Sampling

Sampling determines how a policy uses classification rules to categorize data - by evaluating each record or sampling a subset of records and caching the results for reuse.

By default, each record is fully evaluated. When processing all records, Data Protector evaluates all fields in each record for possible classification. Data Protector protects data as defined in the policy's procedures, reusing no classifications from one record to another.

You can configure sampling to allow the evaluation of a subset of records, enabling the caching and reuse of classifications for classified fields. When evaluating a subset of records, Data Protector caches classifications for evaluated field paths and reuses those classifications for the same field paths in subsequent records. It also classifies any new fields that it discovers while processing records.

For example, when sampling the first record in a batch, Data Protector classifies and caches all sensitive fields in the record and reuses cached classifications for all subsequent records in the batch. Let's say that Data Protector classifies the /name, /address, and /credit_card field paths in the first record.

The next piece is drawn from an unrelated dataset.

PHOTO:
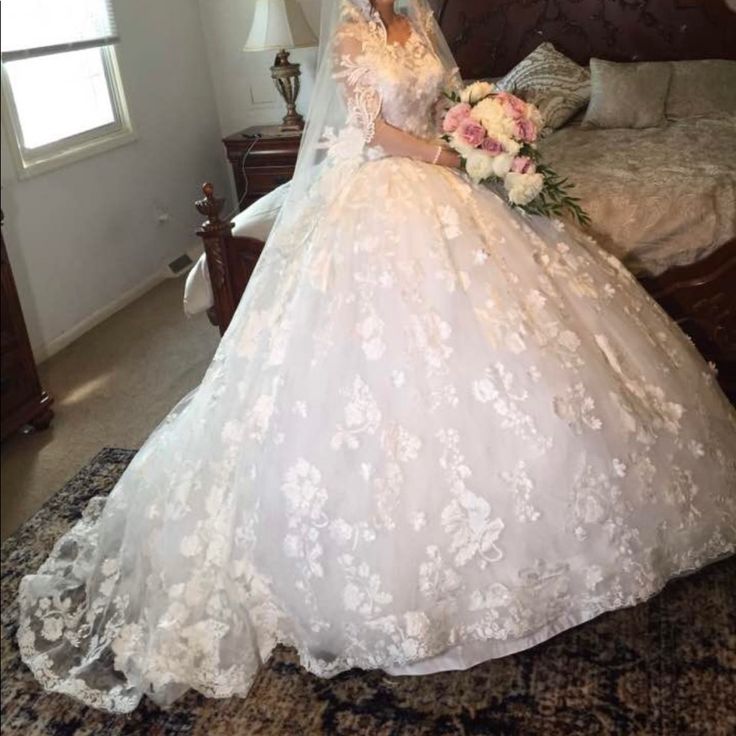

Subsequent records in the batch are not fully evaluated, but if they contain any of the classified field paths, the cached classifications are applied. And if a subsequent record has a new /ccv field path, that new field is also classified, as per available classification rules, and reused for the remaining records in the batch.

When feasible, caching classifications can improve job performance. Cache classifications only when the data is generally consistent and does not require fully reevaluating every record. When data is inconsistent, caching can degrade classification and protection accuracy.
Important: Cache classifications only when field path classifications are not expected to change across the data set. When field paths contain different types of sensitive data, inaccurate classification and protection can occur.
Policies provide the following sampling options:
  • All records - All records are fully evaluated for classification. No classifications are cached for reuse.
  • First record of every batch - The first record of every batch is evaluated. Field path classifications are cached and applied to subsequent records in the batch with the same field paths. New field paths in subsequent records are evaluated for classifications, and their field path classifications are cached for use within the batch.
  • Only new field paths - Records with new field paths are evaluated for classifications. Those classifications are cached for use for all subsequent records in the pipeline run.
  • Random sample of records - The first record in the job is evaluated for field path classifications and those classifications are cached for use with subsequent records. Records are randomly sampled for additional or altered field path classifications, which are cached for use for subsequent records in the pipeline run.
  • No records - No records are evaluated for field path classifications. Use this option when you do not want the policy to be applied to records. For example, if you have no need for a read policy, but need to assign one to jobs, configure the policy to sample no records.